XML dumps resumed

Folks that use XML dumps of our projects will know that the dumps process has been stalled while we investigated bug 23264. We have been running individual project dumps manually and asking people to inspect them carefully. We have just started the automated dumps up again, and various code fixes should be checked in shortly. Thanks to all for your assistance and your patience.
If you are working with the XML dumps of the English language Wikipedia containing all page revisions (pages-meta-history), please note the following issues with the two completed runs.
The January 30 run is missing the text for a large number of old revisions of articles, primarily revisions created between January 1 2005 and May 14 2005. This was due to bug 20757 which was subsequently fixed. If you are doing analysis using the text data, you can retrieve the missing text by extracting it from an earlier file; see the archives.
The March 12 run is incomplete; it is missing about the last third of the revisions, due to early termination during the compression step.
The stubs files and the current page dumps appear to be fine, so statistical or other analyses that only use these files should not be impacted. The mysql table dumps are also unaffected.
We apologize for the inconvenience and are working on getting out a set of complete full history dumps with all revision text intact.

Archive notice: This is an archived post from blog.wikimedia.org, which operated under different editorial and content guidelines than Diff.

4 Comments
Inline Feedbacks
View all comments

Will you please make the dumps and the image bundles available in a series of small, say ~50MB split(1) files? I have read that many people have problems with connections being reset after most of a lengthy file has been downloaded. I have no objection to downloads of such files served on a bandwidth-limited host, if they become popular, but the fact that no mirrors have arisen is disturbing. It would also be nice to have the Foundation projects’ extensions and gadgets available in executable installer files for Linux, Mac OSX, and Microsoft Windows, for those who wish to establish… Read more »

50MB split files might be a bit unwieldy, since we are talking about 32GB compressed files as it is. However we are certainly thinking about ways to provide the en wikipedia dumps in somewhat smaller chunks.

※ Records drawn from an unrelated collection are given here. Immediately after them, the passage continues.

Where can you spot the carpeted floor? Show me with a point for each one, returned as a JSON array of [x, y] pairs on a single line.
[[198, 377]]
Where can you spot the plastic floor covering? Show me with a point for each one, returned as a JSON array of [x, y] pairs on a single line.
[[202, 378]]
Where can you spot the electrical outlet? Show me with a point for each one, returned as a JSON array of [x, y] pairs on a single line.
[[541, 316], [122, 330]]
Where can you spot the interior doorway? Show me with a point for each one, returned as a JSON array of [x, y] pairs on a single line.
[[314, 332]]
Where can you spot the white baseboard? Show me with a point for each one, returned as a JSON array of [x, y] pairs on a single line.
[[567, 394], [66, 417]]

I’ve been working with the March 12 dump and it seems that the discussion and user pages were included in pages-articles.xml. Was this a mistake in the dump or should there be rows in the page table containing page_namespace values equal to odd integers?
An older enwiki from 2009 did not contain those values.

pages-articles.xml should only contain pages from the main namespace. I’ll need to look at that more closely. Thank you for the heads up.